Selain itu, banyak bonus berupa pemandangan indah dari ketinggian, Situ Lembang
yang airnya sedang surut pun terlihat jelas.
Akhirnya, setelah baju basah oleh
keringat, kulit perih tersengat matahari (kebetulan lagi nggak punya sunblock,
hiks …), debar jantung nggak keruan, dan betis terasa hampir bucat, sampailah
saya dan si Aq ke puncak Gunung Burangrang. Ini betul-betul puncak! Saat itu
waktu menunjukkan sekitar pukul 11.30an. Ternyata, waktu yang saya perlukan
untuk sampai puncak Gunung Burangrang hanya sekitar tiga jam (atau tiga
setengah jam lah …)! Takjub juga sih sama kemampuan diri sendiri, karena merasa
sudah nggak fit sama sekali! Agung juga bilang, “Kirain Umay turun lagi tadi,
ternyata nyampe juga.” Hehehe … iya Gung, saya juga heran.
Setelah berfoto-foto di titik
triangulasi (Gunung Burangrang, 2050 mdpl—meter dari permukaan laut), rombongan
kami pindah ke puncak “bohong” yang satu, untuk melaksanakan ritual
pra-pendidikan dasar: adu panco. Mulai dari pertandingan antarcalon siswa, lalu
perwakilan anggota. Pemenang dari calon siswa adalah Bisuk (aneh ya namanya),
sementara dari perwakilan anggota adalah Perju (Mau tau nggak nama lengkap
Perju? Siap-siap … Perjuangan Hidup Nasional Nainggolan hahaha …Beneran,
sungguh, ini nama aslinya). Setelah adu panco selesai dan para siswa serta
anggota masih beristirahat, saya dan Agung memutuskan untuk turun duluan.
Curi-curi start gitu bok, soalnya perjalanan turun gunungnya harus mendaki
beberapa kali dulu, hehehe …. Hadi juga bergabung bersama kami. Si Aq entah di
mana, sepertinya dia jalan-jalan dulu ke jalur di seberang titik triangulasi.
Perjalanan turun memang tidak
seberat pendakian—jantung dan paru-paru tidak terlalu keras bekerja, tapi lutut
dan jari-jari kaki yang menahan. Hanya saja, karena medannya curam, kami
seringkali terpeleset waktu menjejak pasir yang kering—apalagi Agung, yang
terkenal sebagai Agung Labil, hahaha. Di tengah jalan, Hadi memutuskan untuk
menunggu rombongan, karena dia harus jadi petugas jalur. Saya dan Agung
meneruskan perjalanan. Eh, di tengah jalan kami disusul si Aq lagi. Kali ini dia
langsung melesat ke depan, menyalip kami (entah karena menganggap saya nggak
terlalu repot lagi dalam perjalanan turun, entah curi-curi start juga hehehe).

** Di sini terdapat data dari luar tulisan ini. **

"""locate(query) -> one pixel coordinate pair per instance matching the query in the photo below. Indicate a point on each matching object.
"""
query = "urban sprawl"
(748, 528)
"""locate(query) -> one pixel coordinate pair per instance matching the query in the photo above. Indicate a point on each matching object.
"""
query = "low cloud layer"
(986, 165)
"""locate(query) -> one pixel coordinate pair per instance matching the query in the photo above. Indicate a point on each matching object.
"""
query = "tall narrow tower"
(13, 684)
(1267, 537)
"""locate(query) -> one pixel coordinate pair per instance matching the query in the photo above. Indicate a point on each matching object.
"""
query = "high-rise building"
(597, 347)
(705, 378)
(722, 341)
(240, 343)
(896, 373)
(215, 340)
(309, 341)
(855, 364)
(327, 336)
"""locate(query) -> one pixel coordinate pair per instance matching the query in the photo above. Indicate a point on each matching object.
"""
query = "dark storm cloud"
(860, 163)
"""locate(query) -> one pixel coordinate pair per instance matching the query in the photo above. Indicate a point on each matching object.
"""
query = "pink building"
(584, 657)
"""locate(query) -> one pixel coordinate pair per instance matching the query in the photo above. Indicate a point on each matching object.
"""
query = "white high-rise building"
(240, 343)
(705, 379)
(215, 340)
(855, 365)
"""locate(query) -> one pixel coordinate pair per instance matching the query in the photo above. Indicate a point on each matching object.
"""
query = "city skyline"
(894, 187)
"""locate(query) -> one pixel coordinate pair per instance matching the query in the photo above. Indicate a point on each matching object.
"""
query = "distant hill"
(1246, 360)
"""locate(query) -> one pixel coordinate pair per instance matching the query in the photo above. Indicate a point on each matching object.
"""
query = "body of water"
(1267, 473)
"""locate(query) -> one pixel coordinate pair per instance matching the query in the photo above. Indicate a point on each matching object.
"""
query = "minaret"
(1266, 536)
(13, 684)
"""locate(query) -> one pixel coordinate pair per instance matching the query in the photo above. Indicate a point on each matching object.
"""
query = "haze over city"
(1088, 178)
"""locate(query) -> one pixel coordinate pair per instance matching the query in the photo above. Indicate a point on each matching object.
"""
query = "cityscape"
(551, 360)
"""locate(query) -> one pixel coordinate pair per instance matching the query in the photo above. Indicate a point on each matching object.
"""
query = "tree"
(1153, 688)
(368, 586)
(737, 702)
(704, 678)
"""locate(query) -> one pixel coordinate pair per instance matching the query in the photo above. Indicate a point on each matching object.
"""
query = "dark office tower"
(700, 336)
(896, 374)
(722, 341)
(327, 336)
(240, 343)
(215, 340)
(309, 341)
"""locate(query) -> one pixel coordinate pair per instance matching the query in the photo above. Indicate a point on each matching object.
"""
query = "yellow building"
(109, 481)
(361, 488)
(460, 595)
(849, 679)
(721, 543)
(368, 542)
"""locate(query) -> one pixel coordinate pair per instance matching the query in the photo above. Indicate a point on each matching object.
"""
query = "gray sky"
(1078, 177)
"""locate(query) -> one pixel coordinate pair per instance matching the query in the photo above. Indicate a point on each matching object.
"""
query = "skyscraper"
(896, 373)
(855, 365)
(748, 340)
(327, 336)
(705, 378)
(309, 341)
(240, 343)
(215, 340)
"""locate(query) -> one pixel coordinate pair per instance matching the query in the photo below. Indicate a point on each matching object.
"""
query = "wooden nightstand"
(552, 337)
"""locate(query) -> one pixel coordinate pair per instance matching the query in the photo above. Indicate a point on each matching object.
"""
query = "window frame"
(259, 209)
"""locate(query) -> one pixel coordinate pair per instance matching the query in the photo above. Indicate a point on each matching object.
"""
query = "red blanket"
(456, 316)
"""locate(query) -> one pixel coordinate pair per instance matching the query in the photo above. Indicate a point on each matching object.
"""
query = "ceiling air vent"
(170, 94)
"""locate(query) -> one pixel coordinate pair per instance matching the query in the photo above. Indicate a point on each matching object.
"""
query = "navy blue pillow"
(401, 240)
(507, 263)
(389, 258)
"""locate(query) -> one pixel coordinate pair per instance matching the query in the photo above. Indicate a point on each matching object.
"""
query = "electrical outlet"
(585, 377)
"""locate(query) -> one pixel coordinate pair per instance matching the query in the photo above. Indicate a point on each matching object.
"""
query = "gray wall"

Di perjalanan turun, saya hanya beristirahat satu kali untuk makan biskuit
cokelat.
Selama perjalanan turun gunung, tak
henti-hentinya saya merasa lebih takjub dan lebih heran. Kok bisa ya, saya
memaksa diri mendaki gunung terjal ini. Dan heran juga, kok waktu yang
diperlukan sejak berangkat sampai kembali ke basecamp nggak lama-lama amat.
Sungguh aneh.
Kira-kira jam 1 lewat, kami sudah
sampai ke bumi perkemahan. Rasanya nikmat sekali berjalan di jalur datar dengan
pohon-pohon pinus di kiri-kanan, meskipun kaki saya terasa cenut-cenut. Sampai
di basecamp, si Aq sudah terkapar di bawah pohon, hahaha. Saya dan Agung juga
ikut terkapar setelah membuka sepatu. Kira-kira dua puluh menit kemudian, para
calon siswa dan anggota muncul. Kami lalu makan. Waktu makan ini, si Aq mencoba
bubur kacang hijau buatan saya. Dia langsung protes, karena kacang hijaunya masih
keras, hahahaha! Si Soe Hok Tau juga mencoba, dan komentarnya begini, “Hebat
ini mah bubur kacang ijo teh, nyakrek kieu May,” (nyakrek = crunchy). Tapi
meskipun begitu, dia menghabiskan dua gelas (“Soalna lapar,” begitu alasannya).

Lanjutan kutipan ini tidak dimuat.